The Cabinet of Ministers approved the extension of the existing net repair quay at Zone 14, Ile du Port on the outskirts of the capital Victoria, to accommodate long line vessels and to provide land for its associated land base facilities.
The principal secretary for fisheries, Jude Talma, told SNA that "ports in Seychelles are already saturated and with 40 long-liners operating from Port Victoria, as well as cargo vessels, it is difficult to access the port, a problem that purse seiners also share."
He explained that this proposal was made to ease this problem and as "we learned that the dynamics of transhipment of long-liners are gradually changing Seychelles needs to start preparing itself to carry out this activity."
Talma said the ministry has learned that there is a decrease in transhipment in reefer containers at sea and an increase in transhipment in containers in port. There is also a demand for fish that have been transhipped in containers at port.
He explained that there is less fish handling when transhipped is made at port than at sea, which means there is less fluctuation in temperature, resulting in better quality of fish.

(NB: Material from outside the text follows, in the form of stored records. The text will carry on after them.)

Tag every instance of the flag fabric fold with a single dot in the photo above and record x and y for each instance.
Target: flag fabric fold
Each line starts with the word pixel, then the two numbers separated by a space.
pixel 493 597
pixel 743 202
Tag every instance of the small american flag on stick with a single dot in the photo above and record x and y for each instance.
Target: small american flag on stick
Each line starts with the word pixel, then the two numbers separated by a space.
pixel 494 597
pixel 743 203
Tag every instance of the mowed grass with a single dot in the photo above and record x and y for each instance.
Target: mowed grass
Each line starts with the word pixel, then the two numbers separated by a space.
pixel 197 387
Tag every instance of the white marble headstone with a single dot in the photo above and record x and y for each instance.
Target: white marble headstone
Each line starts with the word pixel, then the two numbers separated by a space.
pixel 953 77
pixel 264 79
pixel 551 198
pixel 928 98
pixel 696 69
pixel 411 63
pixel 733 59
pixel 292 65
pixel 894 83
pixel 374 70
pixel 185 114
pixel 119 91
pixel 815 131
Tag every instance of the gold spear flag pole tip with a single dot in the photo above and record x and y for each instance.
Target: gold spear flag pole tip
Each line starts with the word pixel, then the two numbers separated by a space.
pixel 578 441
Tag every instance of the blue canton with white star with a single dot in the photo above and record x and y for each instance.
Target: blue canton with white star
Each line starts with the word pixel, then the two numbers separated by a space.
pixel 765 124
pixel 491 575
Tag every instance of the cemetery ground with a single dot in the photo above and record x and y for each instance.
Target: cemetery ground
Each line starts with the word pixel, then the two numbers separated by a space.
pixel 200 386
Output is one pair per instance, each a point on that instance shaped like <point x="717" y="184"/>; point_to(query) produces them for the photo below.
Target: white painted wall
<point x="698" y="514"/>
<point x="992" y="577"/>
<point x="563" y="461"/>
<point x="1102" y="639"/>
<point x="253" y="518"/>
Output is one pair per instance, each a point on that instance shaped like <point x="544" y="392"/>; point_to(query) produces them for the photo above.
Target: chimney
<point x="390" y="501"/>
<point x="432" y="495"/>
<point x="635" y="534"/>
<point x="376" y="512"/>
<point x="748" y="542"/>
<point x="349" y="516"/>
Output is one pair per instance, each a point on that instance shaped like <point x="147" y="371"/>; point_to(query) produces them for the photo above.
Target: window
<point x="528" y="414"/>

Currently, the net repair quay at Ile du Port is 120 metres in length. The ministry would like to extend the port by 60 metres towards the sea and 120 metres towards land, which will give a total of 300 metres altogether.
"Just building a port alone will not attract long-liners. We will need to create land-based facilities such as a container bay - a place where containers can be placed, into which fish will be unloaded, plugin, and then export or for processing - which requires land. We will also need a fuelling area," said Talma.
The land on which net repair is being carried on belongs to the Seychelles Fishing Authority (SFA) and is 34,000 square meters in size. To free up some of this land for the eventual construction of land-based facilities for long-liners, the authority is evaluating the net repair facility so that it is better managed.
He said that once a port with logistic facilities is created, there will be an interest in fish processing. Talma outlined that there are proposals that have been submitted to the Seychelles Investment Board (SIB) to process fish coming from long-line vessels.
A committee bringing together representatives from economic planning, Blue Economy, SIB, SFA, the Seychelles Port Authority, the ports and marine ministry, as well as the fisheries ministry has been set up. This committee will decide the way forward on how the project is going to be implemented and how it will be funded among other decisions.